Warum Corona der italienischen Mafia zum Wiederaufstieg verhelfen kann
Das russische Fernsehen hat auf ein Problem aufmerksam gemacht, dass meines Wissens in Deutschland noch nicht thematisiert wurde: Wie das Coronavirus der Mafia in Italien hilft.
In Italien wurden Mafia-Bosse aus den Gefängnissen in Hausarrest entlassen, weil das Coronavirus für die alten Herren in den Gefängnissen eine Gefahr darstellt. Nun können sie, nachdem sie vorher sorgsam vom Staat isoliert wurden, damit sie ihre Geschäfte nicht weiterführen können, fast ungestört arbeiten.
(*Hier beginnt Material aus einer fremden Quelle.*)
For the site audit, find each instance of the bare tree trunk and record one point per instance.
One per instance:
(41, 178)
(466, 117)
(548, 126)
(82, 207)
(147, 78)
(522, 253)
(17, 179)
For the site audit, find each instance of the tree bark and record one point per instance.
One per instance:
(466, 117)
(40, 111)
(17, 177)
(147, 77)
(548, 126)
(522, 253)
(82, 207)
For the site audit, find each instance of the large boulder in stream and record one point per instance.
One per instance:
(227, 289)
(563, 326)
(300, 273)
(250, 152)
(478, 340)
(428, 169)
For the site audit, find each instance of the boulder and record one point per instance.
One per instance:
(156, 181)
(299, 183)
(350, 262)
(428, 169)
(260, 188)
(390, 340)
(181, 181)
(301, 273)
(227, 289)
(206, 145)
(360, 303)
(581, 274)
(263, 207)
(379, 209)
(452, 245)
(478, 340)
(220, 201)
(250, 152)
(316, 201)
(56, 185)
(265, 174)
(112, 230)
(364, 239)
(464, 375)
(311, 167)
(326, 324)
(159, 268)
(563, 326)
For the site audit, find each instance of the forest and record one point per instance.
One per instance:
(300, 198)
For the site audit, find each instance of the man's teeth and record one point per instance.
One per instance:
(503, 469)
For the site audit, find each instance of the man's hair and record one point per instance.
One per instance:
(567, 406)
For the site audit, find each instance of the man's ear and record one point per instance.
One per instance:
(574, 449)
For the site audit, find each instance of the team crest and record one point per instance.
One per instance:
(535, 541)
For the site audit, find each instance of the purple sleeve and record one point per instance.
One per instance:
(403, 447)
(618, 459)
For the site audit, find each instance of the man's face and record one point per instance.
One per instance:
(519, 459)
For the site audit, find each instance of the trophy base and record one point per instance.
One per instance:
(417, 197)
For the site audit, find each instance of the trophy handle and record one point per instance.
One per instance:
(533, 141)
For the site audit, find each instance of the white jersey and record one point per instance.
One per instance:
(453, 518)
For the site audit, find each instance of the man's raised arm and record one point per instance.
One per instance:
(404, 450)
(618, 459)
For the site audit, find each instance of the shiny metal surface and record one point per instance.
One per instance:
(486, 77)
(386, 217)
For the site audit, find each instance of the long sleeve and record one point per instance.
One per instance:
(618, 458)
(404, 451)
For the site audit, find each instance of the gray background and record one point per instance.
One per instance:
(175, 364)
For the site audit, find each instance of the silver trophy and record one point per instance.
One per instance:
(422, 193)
Wer sich mit der italienischen Mafia beschäftigt hat, der weiß, dass sie nicht nur eine skrupellose Verbrecherorganisation ist, sondern auch – vor allem in Süditalien – eine Art Sozialstaat. Sie lebt von Verbrechen und Schutzgeld-Erpressung, aber sie hilft auch den Ärmsten. Seien es echte Hilfen, oder Kredite für die, denen die Banken nichts mehr geben wollen, oder Job-Angebote für junge Männer, die dann Helfershelfer bei der Mafia werden. Das hat dort eine große Tradition und die Mafia ist in Süditalien tief in der Gesellschaft verankert. Die USA haben die amerikanischen Mafiosi im Zweiten Weltkrieg eingesetzt und haben bei der Invasion in Süditalien mit der Mafia zusammengearbeitet, wodurch sie bestens informiert waren und Unterstützung vor Ort hatten. Ohne diese Zusammenarbeit wäre die Invasion in Sizilien ungleich schwieriger gewesen.
Nun wird Italien von Corona schwer getroffen und viele Menschen stehen vor dem Nichts: Keine Ersparnisse, kein Job. Unternehmen brauchen Geld, die Banken sind aber klamm. Die Mafia will „ihre“ Schützlinge, bei denen sie Schutzgeld eintreibt, nicht ruinieren. In der Regel sind die „Tarife“ zwar hoch, aber bezahlbar, die Mafia will ja langfristig von ihnen leben. Und da sind auch finanzielle Hilfen in der Not durchaus Teil des Programms der Mafia.
Das Problem ist für jeden, der sich mal mit dem Thema beschäftigt hat, offensichtlich: Corona könnte der italienischen Mafia zu einem Wiederaufstieg verhelfen, wenn der Staat dabei versagt, den Menschen schnell zu helfen.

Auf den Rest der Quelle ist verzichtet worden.